教育環境が整っていないにも関わらず、新人に仕事を押し付けられたりすると、新人からすると、ストレスを感じる一因になるでしょう。

また、分からないことがあれば、調べる必要が出てくるため、そこで余計な時間をとられてしまうことにもなります。

急な仕事が降ってくることがある

明細書等の出願書類の作成を行う特許技術者は、前述したように、急に仕事の案件が降ってくることがあります。

事務所にもよりますが、年度末や四半期末は繁忙期となるでしょう。

繁忙期にも関わらず、期限付きの案件をこなさなければならないため、ストレスを感じる人は多いと思われます。

対人関係のストレスは?

特許事務所は、良くも悪くも個人プレーで仕事することが多いため、ミーティングをしたり、積極的にコミュニケーションをとることがありません。

したがって、そういう意味においては、必要最低限のコミュニケーションしかとらないため、対人関係のストレスは、意外と他の職種と比べて少ないと思います。

ただ、特許事務所の中には、ベテランのワンマン所長が全てを仕切っている事務所も存在しており、その所長と馬が合わない場合は、対人関係にストレスを感じるかもしれません。

特許事務所に向いている人と向いていない人

特許事務所を辞めたくなる人が多い理由を解説しましたが、これらの理由は裏を返せば向いている人にとっては最高の環境です。

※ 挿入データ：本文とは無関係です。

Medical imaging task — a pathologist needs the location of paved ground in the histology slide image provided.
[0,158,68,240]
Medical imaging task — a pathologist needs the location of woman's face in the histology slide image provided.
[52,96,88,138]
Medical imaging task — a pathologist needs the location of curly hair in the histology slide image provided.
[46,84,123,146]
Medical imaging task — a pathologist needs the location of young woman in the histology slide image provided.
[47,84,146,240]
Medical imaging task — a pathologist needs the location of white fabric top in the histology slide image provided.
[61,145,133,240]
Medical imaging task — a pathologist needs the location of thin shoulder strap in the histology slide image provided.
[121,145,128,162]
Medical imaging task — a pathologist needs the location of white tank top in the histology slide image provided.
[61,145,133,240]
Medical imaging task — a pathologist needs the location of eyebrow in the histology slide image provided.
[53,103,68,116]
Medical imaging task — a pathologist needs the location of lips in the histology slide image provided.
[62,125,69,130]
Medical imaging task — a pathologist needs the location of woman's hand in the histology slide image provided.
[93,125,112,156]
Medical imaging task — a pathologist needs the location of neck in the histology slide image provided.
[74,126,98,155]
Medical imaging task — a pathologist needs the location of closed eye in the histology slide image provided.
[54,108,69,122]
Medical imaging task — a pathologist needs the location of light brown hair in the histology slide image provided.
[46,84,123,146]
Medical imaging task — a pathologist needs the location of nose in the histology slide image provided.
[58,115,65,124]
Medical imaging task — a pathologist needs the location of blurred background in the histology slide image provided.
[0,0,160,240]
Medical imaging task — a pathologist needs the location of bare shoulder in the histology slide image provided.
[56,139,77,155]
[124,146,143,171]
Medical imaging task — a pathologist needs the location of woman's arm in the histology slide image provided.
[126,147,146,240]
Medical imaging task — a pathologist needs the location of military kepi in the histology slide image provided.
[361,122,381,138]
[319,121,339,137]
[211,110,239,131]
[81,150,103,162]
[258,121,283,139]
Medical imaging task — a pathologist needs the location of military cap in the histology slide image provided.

具体的にどのような人が特許事務所に向いているのか。逆にどのような人が向いていないのかを現役で特許事務所に勤務している私が解説します。

向いている人

  • 計画的に仕事できる人
  • 自分で学習して成長できる人
  • 必要以上に他人とコミュニケーションを取りたくない人

これらは私が思う、特許事務所で働くことに向いている人の特徴です。

期限付きの仕事をしっかりと計画を立て実行できる人にとっては、とても働きやすい環境だと思います。実力主義な面もあるので、成長意欲の強い人にはぴったりの職場です。

向いていない人

  • 後回しにしてしまう人
  • 自分で分からないことを調べるのが苦手な人
  • 仲間と連携して仕事をしたい人

期限内にしっかりと仕事をこなすことが必須なので、後回しにしてしまう人やクオリティを拘りすぎて納期を無視してしまう様な人は向いていません。

また個人主義・実力主義なところが多いので、誰かに教えてもらうことが前提の人はうまくやっていけないでしょう。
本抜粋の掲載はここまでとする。